Hershey Kiss Cookies
2 sticks of butter
1/3 cup sugar
1/3 cup brown sugar
2 cups flour
1 Tsp. vanilla
1 cup mini semi-sweet chocolate chips
1 16 oz bag of Hershey kisses

    Preheat oven to 350 degrees.

    In a large bowl combine butter, sugar, brown sugar, and vanilla.
    Mix in flour a little at a time.
    Add in 1 cup of Chocolate chips.

    Hold up all the dough in one gigantic ball and take a picture of it.
    Yes, this is a very important step in making these cookies.
    If you don't do it, the cookies will come out all wrong.
    So do it.

    Wrap cookie dough around a Hershey Kiss and place on baking sheet. Repeat with rest of dough.

    Try not to eat too many hershey kisses while doing this.

    Or, if you are cool like me, wrap one, eat one, repeat.

    Since this dough won't expand, don't worry about how far apart you place the cookies.

    They take about 10-15 minutes to bake, but it depends a lot on your oven, and how big you make them- so just check on them until they are golden brown.

    I think they are better the next day, but they rarely (never) last that long. Right when they come out the kiss is still melted and warm inside the cooked dough. Best dipped in a cold glass of milk :)

    July 19, 2010

    Falafels


    I love making falafels. I'm seriously addicted to them because they are so easy to make, you can be creative with them, and you don't have to eat a lot to feel full. I got my first falafel recipe from vegetariantimes.com. It was a pretty basic recipe but it gave me my base for my falafels so I'll include a link to the recipe here.

    This is my own recipe for this specific batch of falafels, but really you can add anything you feel like to them.

    Falafels
    1 15-oz can chickpeas, rinsed and drained
    2 Tbs. Tahini
    1 orange, 1 yellow, and 1 red mini sweet peppers, diced.
    1 Tsp. Coriander
    1 Tsp. chives
    1/3 cup flour
    Olive oil, for frying

    1. To make Falafels: Pulse chickpeas, tahini, coriander and chives in blender or food processor until mostly smooth, but still chunky. Transfer to bowl, and stir in flour and peppers.

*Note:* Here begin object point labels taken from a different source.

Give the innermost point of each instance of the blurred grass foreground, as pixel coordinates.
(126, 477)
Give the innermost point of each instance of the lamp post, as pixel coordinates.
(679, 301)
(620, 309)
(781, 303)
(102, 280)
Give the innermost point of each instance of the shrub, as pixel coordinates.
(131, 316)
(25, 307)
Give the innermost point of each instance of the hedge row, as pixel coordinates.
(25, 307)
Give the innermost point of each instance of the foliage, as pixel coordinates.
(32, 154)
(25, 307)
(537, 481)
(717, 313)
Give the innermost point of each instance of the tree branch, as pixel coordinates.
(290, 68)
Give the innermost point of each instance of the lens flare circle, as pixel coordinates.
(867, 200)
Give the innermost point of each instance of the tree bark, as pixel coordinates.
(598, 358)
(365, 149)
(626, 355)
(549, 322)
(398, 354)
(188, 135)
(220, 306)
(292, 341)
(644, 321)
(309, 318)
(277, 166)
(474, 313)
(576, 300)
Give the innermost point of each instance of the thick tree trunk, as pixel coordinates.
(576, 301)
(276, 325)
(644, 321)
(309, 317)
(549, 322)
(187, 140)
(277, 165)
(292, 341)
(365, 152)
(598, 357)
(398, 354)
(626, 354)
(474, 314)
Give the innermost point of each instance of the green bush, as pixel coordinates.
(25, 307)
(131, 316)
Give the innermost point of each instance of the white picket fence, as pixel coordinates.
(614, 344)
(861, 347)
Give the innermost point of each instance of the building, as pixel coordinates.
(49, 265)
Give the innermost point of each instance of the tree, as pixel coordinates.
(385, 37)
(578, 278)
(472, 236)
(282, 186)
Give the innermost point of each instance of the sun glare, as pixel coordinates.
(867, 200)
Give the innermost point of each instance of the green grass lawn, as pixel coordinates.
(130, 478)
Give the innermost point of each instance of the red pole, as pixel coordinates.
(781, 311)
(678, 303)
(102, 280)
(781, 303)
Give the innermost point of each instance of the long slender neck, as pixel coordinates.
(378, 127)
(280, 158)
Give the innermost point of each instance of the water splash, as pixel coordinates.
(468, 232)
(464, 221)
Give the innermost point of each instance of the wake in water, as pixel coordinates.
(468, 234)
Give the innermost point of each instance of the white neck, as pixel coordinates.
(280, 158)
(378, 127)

    2. Shape chickpea mixture into 1-inch-thick patties. Pour enough olive oil into large skillet to have 1/4 inch in bottom. Heat over medium-high heat. Place patties in pan, making sure patties don’t touch. Cook 2 minutes per side, or until golden brown. Transfer to paper-towel-lined platter to drain.
    We served them on a salad with tomato and Caesar salad dressing, which I think made them even better as well as adding a lot more nutrients. It's a good hearty meal loaded with protein and I am going to make it a few more times while I'm still in Colorado :)

    Nutella Raviolis



    I love Nutella.
    Who doesn't?
    And I love these Nutella raviolis.
    Who Wouldn't.
    We made them once before a few years ago from a recipe in Giada De Larentiis's cookbook, but I must say we made them a lot better this time around.
    The won ton wrapper gets golden brown and crispy while the center is filled with warm, creamy Nutella.
    So basically it's a heavenly chocolate gooey crunchiness that makes you wish you discovered these sooner because your life will now never be the same.

    16 won ton wrappers
    1 egg, beaten
    1 cup Nutella
    Vegetable oil, for frying

    Line a baking sheet with plastic wrap. Place 1 won ton wrapper on the work surface. Brush the edges of the wrapper lightly with egg. Spoon 1 tablespoon of chocolate-hazelnut spread into the center of the wrapper. Fold the wrapper diagonally in half over the filling and press the edges of the wrapper to seal. Place the ravioli on the prepared baking sheet. Repeat with the remaining won ton wrappers, egg, and chocolate-hazelnut spread.



    Working in batches, carefully add the ravioli to the hot oil and cook until they are golden brown, about 45 seconds per side. Using a slotted spoon, transfer the ravioli to a plate lined with paper towels to drain. Then, transfer the cooked ravioli to another baking sheet and keep them warm in the oven while frying the remaining ravioli. (The fried ravioli can be prepared 1 day ahead. Cool them completely, then cover and refrigerate.